So the monster has triumphed. Au revoir to cable news. Sayonara to talk radio. Farewell to the written media. Hello to ESPN, western movies, “Say Yes to the Dress.” You are my haven now. For the sake of all Americans, censure the guy and move on.

Howard Quinn

To the Editor:

We Americans had the opportunity last week to hear from three stellar Foreign Service professionals. Their love for this country is unquestionable, and the dignity with which they serve us is admirable.

Anyone who has become dispirited by the stark, in-your-face corruption and degradation visited upon us by President Trump and his stable of sycophants would do themselves some good to find and watch videos of the testimony of Marie Yovanovitch, my hero, as well as George Kent and Bill Taylor. They remind me that droves of people of good character and integrity still exist within the realms of government. They give me hope.

Any American who is turning his or her attention elsewhere is missing an opportunity to see our democracy in action. May it prevail.

Leslie Hoffman
Granby, Mass.

To the Editor:

Re “Honesty Is the Best Foreign Policy,” by Elizabeth Drew (Sunday Review, Nov. 17):

During Watergate, as now, a select group of people stood up for what they saw as right. However, let us also remember that Watergate was largely ignored by the public until the investigation really heated up. When there was actual testimony that the president had, indeed, conspired to cover up wrongdoing in his own administration, people woke up.

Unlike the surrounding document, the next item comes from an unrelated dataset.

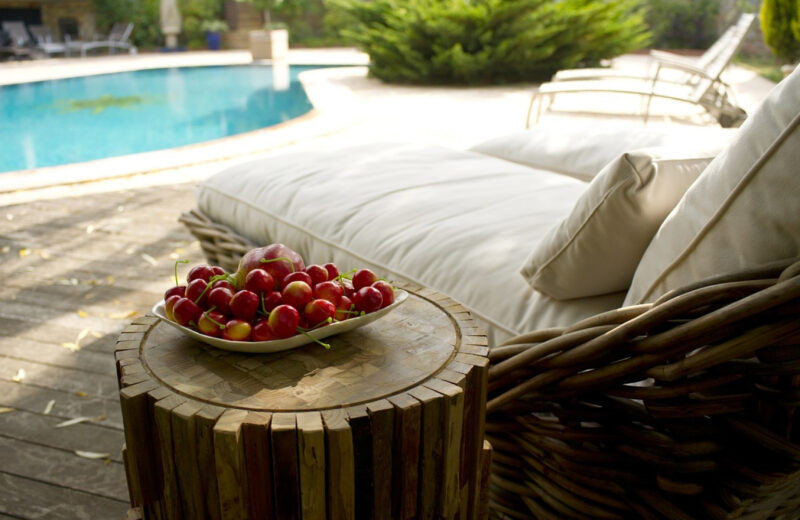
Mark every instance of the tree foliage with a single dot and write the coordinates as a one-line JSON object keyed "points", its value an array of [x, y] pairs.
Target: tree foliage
{"points": [[780, 23], [490, 41]]}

Right now, the sad fact is that much of the general public doesn’t care. Either they have other issues that are important for them, they don’t read much and are ignorant of the issues involved, or they are with President Trump through thick and thin. Whatever the reason, let us hope that they wake up. I do believe that our democracy will survive because of honest people like those Ms. Drew describes.

To the Editor:

Re “‘Democracy Doesn’t Come in a Box’” (Video Op-Ed, nytimes.com, Nov. 11):

It’s true that democracy does not come in a box, but it also does not happen overnight.

There is no doubt that the United States and coalition military and civilian efforts in Afghanistan have been difficult and at times ineffective or even counterproductive. But it is equally true that over the duration of the war these efforts have also produced positive results and led to significant improvements in the Afghan people’s quality of life.

A hasty and poorly planned exit from Afghanistan will have negative effects on both the United States’ national security and the Afghan people’s welfare. It would be very unfortunate if this administration repeated the mistakes of the last administration when it hastily left Iraq.

There is no need to abandon those Afghans who have courageously fought alongside us and to give ISIS the gift of a new safe haven.

The United States must maintain an adequate level of support to Afghanistan and not throw away the gains and sacrifices of the last 18 years.

Mark Kustra
Vienna, Va.
The writer is a Marine veteran who served in Afghanistan and a member of the Alliance in Support of the Afghan People.